Les grévistes réclament, entre autres, l’augmentation de salaire, l’établissement du règlement intérieur de la société, l’assurance maladie à Ascoma, les décorations des agents, le soutien aux décès, le départ à la retraite, la rémunération des heures de nuit et des heures supplémentaires, le plan de carrière, le paiement des primes de panier et de production afin mettre fin à la discrimination entre les cadres et les agents d’exécution.
Il y a lieu de noter que cette frange du personnel est rentrée en grève à cause du bonus distribué par la direction aux agents cadres et de maîtrise de la même société. Il semblerait que ladite direction s’est vue récompensée pour ses bons résultats. Mais seuls les travailleurs cadres et les agents de maitrise ont été gratifiés entre 500 000 F et 1 500 000 F. Cet état de choses fustige la basse classe, c’est-à-dire les agents d’exécution alors que c’est eux qui abattent le grand boulot de nuit comme de jour. Ils sont au four et au moulin afin de sortir ces bénéfices qui, curieusement sont répartis entre la haute classe de cette société. C’est là le nœud du problème.
Informé de la situation, le président du syndicat Force ouvrière indépendante (Foi), Monsieur Jean Djembi Maganga, est venu soutenir ses adhérents au portail jusqu’à ce qu’ils soient reçus par le directeur du Cil est ses proches collaborateurs. La rencontre, qui a duré plus de deux heures d’horloge avec pour ordre du jour deux points, à savoir l’augmentation des salaires et le bonus de performance, s’est soldée positivement pour les travailleurs. La salle de conférence du complexe industriel de Lambaréné a servi de cadre à cette rencontre. Ladite rencontre a vu la présence du syndicat Foi, des représentants des agents d’exécution et de la direction du Cil suite aux revendications des salariés qui avaient pour toile de fond l’augmentation des salaires, le bonus de performance qu’ont reçu les agents de maitrise et les cadres.

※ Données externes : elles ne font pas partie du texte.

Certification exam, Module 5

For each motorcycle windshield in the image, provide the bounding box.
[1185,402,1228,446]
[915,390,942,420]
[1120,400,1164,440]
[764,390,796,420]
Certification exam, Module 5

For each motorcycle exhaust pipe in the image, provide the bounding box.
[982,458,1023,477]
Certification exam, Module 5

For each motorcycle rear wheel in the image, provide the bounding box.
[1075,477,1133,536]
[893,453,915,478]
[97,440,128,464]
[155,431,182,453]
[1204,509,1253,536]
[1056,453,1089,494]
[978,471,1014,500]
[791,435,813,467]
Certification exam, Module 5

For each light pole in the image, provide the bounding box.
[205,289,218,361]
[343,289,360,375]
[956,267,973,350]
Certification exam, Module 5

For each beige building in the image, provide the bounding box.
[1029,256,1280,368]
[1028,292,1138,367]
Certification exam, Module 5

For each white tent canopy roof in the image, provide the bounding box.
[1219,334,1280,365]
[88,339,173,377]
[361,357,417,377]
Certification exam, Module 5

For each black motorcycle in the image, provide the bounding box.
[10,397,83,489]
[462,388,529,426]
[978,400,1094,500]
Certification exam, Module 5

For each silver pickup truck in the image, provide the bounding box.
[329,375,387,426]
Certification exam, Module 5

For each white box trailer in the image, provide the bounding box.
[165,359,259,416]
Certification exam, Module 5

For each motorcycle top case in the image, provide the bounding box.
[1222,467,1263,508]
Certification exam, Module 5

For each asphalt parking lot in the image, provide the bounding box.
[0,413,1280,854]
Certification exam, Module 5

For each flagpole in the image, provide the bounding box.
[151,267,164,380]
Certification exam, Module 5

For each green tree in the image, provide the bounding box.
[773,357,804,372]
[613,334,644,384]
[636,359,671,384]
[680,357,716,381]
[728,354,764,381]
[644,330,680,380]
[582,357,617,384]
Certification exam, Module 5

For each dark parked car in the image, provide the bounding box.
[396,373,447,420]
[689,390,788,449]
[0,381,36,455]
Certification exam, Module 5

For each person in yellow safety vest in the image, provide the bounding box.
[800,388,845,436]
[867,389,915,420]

Au terme des discussions, il ressort que la direction du Cil, ayant reconnu le bien-fondé des revendications, a fait remarquer que ce premier partage de bonus concerne les deux premières catégories citées plus haut. Par contre, pour le cas des agents d’exécution, leur tour sera organisé par le service des ressources humaines sur tous les sites d’Olam à partir du mois d’octobre 2018. Le directeur du dit site a pris l’engagement de faire anticiper pour ceux du CIL à partir du 10 juillet de cette année.